We recently told you about the mom-to-be who got into a feud with her mother because she wouldn’t let her mother come visit her baby until two weeks after the child’s birth. Well, apparently this mom-to-be isn’t alone in not wanting family visits so soon after giving birth.
It seems the new trend in parenting is something called “Cocooning,” in which first-time parents refuse visitors for a period of time following a child’s birth so they can spend alone time with their newborn. And we’re not just talking a few days. Some new parents are keeping grandparents, aunts, uncles and friends from seeing a baby for weeks and even months.
The practice isn’t completely new. Cocooning is something adoptive parents often do in order to bond with their children, but apparently in the past decade more birth parents have been adopting the practice.
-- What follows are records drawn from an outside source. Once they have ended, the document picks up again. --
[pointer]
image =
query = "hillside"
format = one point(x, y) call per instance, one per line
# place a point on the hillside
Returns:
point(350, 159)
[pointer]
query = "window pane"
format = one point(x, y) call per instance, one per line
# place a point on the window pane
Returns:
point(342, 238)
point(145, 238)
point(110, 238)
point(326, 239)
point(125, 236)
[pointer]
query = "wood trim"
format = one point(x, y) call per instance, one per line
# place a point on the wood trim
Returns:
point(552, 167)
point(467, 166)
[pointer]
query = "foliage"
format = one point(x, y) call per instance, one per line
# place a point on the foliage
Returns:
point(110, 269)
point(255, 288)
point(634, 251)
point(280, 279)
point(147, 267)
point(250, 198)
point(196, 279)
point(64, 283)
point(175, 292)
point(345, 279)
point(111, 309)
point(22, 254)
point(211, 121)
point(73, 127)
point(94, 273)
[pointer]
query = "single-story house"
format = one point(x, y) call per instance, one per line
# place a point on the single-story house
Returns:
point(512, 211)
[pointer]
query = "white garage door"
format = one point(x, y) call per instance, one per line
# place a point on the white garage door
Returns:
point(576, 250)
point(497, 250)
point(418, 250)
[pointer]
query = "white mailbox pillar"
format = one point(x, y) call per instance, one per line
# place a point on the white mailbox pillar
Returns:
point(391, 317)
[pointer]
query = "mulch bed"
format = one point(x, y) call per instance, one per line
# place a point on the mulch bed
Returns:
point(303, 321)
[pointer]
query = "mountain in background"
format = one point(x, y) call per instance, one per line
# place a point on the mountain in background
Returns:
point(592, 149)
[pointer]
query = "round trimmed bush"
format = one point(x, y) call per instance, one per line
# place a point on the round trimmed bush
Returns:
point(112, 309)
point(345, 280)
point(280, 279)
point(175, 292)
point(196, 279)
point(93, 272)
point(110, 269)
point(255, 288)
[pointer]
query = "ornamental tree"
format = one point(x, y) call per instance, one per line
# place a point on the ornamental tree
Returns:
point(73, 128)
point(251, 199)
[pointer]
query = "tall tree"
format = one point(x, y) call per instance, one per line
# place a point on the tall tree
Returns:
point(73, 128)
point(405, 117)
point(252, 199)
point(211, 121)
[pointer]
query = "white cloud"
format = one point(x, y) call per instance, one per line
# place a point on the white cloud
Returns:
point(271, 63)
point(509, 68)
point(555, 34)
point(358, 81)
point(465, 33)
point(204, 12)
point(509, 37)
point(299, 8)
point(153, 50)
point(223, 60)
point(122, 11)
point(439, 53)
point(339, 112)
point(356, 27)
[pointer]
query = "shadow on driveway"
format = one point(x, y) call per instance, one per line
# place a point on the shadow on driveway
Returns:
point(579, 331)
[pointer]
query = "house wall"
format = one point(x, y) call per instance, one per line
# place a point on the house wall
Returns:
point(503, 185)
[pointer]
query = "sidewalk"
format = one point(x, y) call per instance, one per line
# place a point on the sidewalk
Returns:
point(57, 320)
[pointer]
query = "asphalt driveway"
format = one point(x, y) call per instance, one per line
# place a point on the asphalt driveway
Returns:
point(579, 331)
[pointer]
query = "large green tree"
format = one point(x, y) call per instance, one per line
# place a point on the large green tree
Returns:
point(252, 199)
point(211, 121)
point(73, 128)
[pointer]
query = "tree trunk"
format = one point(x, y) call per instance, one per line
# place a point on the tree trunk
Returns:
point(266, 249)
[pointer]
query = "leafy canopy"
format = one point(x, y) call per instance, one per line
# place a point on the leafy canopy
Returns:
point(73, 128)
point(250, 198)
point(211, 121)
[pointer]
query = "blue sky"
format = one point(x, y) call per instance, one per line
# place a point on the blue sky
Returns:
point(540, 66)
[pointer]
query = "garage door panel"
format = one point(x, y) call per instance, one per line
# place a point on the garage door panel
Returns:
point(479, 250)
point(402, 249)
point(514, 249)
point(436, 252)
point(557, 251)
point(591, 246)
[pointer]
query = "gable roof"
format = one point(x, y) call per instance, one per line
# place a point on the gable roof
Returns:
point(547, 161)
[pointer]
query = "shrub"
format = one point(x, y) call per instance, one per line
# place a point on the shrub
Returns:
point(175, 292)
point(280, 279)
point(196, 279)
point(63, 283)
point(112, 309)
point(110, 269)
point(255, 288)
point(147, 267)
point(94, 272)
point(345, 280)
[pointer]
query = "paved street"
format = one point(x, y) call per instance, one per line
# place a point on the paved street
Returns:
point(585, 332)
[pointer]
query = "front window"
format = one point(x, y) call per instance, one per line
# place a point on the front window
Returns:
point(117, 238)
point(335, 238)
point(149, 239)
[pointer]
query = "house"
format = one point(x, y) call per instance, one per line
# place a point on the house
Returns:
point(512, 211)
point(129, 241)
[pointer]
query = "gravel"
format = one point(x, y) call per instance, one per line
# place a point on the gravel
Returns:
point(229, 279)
- While most parents will describe the time as “blissful,” it does come at a cost because family members can get seriously annoyed by being kept away. “My sister was a snot about it,” Brooklyn mom Abby Reddel, who kept her family away a few weeks, tells the "New York Post." “She tried to kind of bully me into letting [our family] come.”
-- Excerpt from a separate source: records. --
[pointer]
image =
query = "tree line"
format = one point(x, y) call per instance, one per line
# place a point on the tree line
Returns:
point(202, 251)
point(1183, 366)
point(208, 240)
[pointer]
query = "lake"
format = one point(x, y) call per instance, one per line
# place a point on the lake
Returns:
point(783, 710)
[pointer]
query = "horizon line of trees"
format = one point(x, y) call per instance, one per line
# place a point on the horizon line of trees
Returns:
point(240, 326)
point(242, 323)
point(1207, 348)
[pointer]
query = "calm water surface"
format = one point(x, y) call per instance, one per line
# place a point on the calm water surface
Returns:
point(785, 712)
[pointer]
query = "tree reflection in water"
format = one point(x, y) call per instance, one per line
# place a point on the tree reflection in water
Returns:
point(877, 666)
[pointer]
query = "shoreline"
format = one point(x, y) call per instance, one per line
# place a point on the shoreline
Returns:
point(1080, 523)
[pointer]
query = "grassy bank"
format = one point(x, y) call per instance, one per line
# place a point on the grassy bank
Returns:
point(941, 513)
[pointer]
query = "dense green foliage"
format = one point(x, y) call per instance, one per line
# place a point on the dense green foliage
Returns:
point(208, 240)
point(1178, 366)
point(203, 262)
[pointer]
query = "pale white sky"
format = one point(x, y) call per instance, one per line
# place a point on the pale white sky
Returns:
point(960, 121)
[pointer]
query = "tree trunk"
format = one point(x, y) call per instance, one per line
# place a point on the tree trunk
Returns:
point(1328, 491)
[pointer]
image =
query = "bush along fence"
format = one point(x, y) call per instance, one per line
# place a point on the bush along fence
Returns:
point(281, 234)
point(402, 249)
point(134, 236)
- And then there are the parents who just simply don’t listen. “My dad ended up surprising us in the hospital,” mom Aurora Satler shares, although she does note, “I have to say, he was really good about it — he held the baby, said hi and left.”
- Luckily, while some parents are initially perturbed, they eventually get over it. “Initially, I was disappointed,” Reddel’s mother shares. “I worried from the beginning that Annabel would forget us . . . But I also understood that new parents need some special time with their newborn.”